La historia oculta de esta bebida festiva que todos creemos mexicana.
Cuando el aire frío de diciembre comienza a sentirse, el ponche se convierte en la bebida cálida y reconfortante por excelencia en México, especialmente en épocas Navideñas, su origen está lejos de México y su historia es mucho más rica y variada de lo que parece.
Esta bebida tiene un largo recorrido que atraviesa varios continentes, adaptándose a diferentes culturas hasta llegar a las manos de los mexicanos, quienes le dieron su toque único y lo convirtieron en una tradición indiscutible.
El ponche tiene sus primeras raíces en la India, donde, en el siglo XVI, se preparaba una bebida alcohólica hecha con cinco ingredientes esenciales: agua, azúcar, jugo de limón, especias y licor. Su nombre, “panch”, proviene del sánscrito y hace referencia a estos cinco ingredientes básicos.

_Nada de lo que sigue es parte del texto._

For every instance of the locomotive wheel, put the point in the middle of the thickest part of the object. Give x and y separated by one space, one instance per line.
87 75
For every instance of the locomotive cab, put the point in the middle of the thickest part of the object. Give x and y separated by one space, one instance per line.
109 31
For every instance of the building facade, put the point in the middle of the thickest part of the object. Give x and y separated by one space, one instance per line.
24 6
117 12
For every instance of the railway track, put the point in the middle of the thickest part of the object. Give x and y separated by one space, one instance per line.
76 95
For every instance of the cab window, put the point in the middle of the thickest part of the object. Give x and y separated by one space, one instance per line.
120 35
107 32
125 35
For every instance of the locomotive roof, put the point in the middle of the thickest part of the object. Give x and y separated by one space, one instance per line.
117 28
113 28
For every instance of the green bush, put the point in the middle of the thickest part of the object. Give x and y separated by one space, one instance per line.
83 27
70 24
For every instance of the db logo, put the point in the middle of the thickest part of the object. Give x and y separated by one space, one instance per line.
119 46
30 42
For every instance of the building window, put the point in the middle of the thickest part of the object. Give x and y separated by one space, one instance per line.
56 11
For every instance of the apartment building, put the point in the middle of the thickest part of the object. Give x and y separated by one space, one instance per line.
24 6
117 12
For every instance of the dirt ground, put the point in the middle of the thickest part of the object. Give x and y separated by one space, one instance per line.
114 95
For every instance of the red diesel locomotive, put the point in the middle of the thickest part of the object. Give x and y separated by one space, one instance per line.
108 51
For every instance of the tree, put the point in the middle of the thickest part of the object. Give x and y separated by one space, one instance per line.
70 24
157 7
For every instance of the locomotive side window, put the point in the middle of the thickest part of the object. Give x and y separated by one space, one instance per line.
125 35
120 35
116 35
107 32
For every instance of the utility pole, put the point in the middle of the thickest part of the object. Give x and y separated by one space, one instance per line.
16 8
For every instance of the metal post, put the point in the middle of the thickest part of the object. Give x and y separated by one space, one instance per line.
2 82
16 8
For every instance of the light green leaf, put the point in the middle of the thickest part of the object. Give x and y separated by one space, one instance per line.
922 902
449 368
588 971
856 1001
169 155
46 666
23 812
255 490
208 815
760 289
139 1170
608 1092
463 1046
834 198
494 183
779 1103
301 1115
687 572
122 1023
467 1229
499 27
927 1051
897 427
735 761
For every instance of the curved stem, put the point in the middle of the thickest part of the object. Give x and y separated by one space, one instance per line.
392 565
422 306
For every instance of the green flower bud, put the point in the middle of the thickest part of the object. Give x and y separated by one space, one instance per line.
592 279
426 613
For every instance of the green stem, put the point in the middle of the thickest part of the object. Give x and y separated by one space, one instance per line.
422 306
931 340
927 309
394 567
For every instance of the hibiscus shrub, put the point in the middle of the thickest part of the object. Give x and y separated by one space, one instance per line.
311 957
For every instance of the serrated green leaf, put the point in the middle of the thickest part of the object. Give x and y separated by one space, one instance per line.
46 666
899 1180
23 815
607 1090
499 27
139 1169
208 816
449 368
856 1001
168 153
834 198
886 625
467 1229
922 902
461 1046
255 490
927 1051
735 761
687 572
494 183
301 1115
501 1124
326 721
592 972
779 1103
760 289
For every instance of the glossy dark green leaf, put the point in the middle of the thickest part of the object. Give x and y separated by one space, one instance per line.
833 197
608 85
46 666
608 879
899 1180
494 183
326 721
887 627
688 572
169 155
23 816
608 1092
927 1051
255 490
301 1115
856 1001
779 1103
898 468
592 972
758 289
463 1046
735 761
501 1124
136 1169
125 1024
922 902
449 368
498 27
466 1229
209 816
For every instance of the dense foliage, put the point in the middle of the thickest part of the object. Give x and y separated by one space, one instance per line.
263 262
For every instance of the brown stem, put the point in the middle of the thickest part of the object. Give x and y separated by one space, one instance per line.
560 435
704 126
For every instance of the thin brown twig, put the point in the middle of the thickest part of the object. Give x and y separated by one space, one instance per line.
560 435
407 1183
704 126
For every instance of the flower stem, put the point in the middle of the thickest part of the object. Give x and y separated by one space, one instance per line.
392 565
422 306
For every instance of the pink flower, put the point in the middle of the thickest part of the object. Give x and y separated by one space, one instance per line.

A medida que los comerciantes europeos comenzaron a viajar hacia Asia, el ponche se introdujo en Europa, donde se popularizó entre la aristocracia británica y la bebida se convirtió en “punch”, con algunos cambios en los ingredientes, tiempo después pasó por España en donde ahí se le llamó “ponche” y se preparaba con agua, azúcar, té, limón y vino de palma.
Fue en el siglo XVII cuando el ponche llegó a las colonias americanas ya que los británicos lo llevaron a sus territorios en América del Norte y el Caribe, donde la receta sufrió su primera gran modificación: el alcohol, que en Europa era principalmente ron o aguardiente, se combinó con frutas y especias locales, adaptando el sabor a los gustos de las colonias.
Sin embargo, la versión del ponche que conocemos en México es el resultado de una fusión cultural mucho más reciente, ya que durante el periodo colonial, los españoles trajeron la receta a América Latina, pero en México, el ponche comenzó a tomar una forma completamente distinta.
En lugar de mantener la base alcohólica, los mexicanos crearon una versión sin alcohol, incorporando frutas tropicales como guayaba, tejocote, caña de azúcar y ciruela, que se cocían lentamente con canela y piloncillo, dando lugar a una bebida cálida, aromática y profundamente reconfortante, ideal para las noches frías de diciembre.
A lo largo de los siglos, el ponche mexicano se fue consolidando como una tradición de la temporada navideña, y con el tiempo fue adoptado no solo en las ciudades, sino también en comunidades rurales, es por ello que cada localidad de México tiene su propia receta y variantes, pero el ponche se ha mantenido como un símbolo de bienvenida, de familia y de unión, sirviéndose en reuniones y celebraciones, especialmente en las posadas, esas fiestas que recuerdan el peregrinaje de María y José.
Hoy en día, el ponche mexicano es un icono de las fiestas decembrinas y aunque no nació en México, el país lo ha hecho suyo, adaptándolo a su paladar y contexto cultural, pues así, al tomar un vaso de ponche, estamos no solo degustando una bebida deliciosa, sino también celebrando siglos de historia y la capacidad única de México para fusionar tradiciones de todo el mundo y hacerlas propias.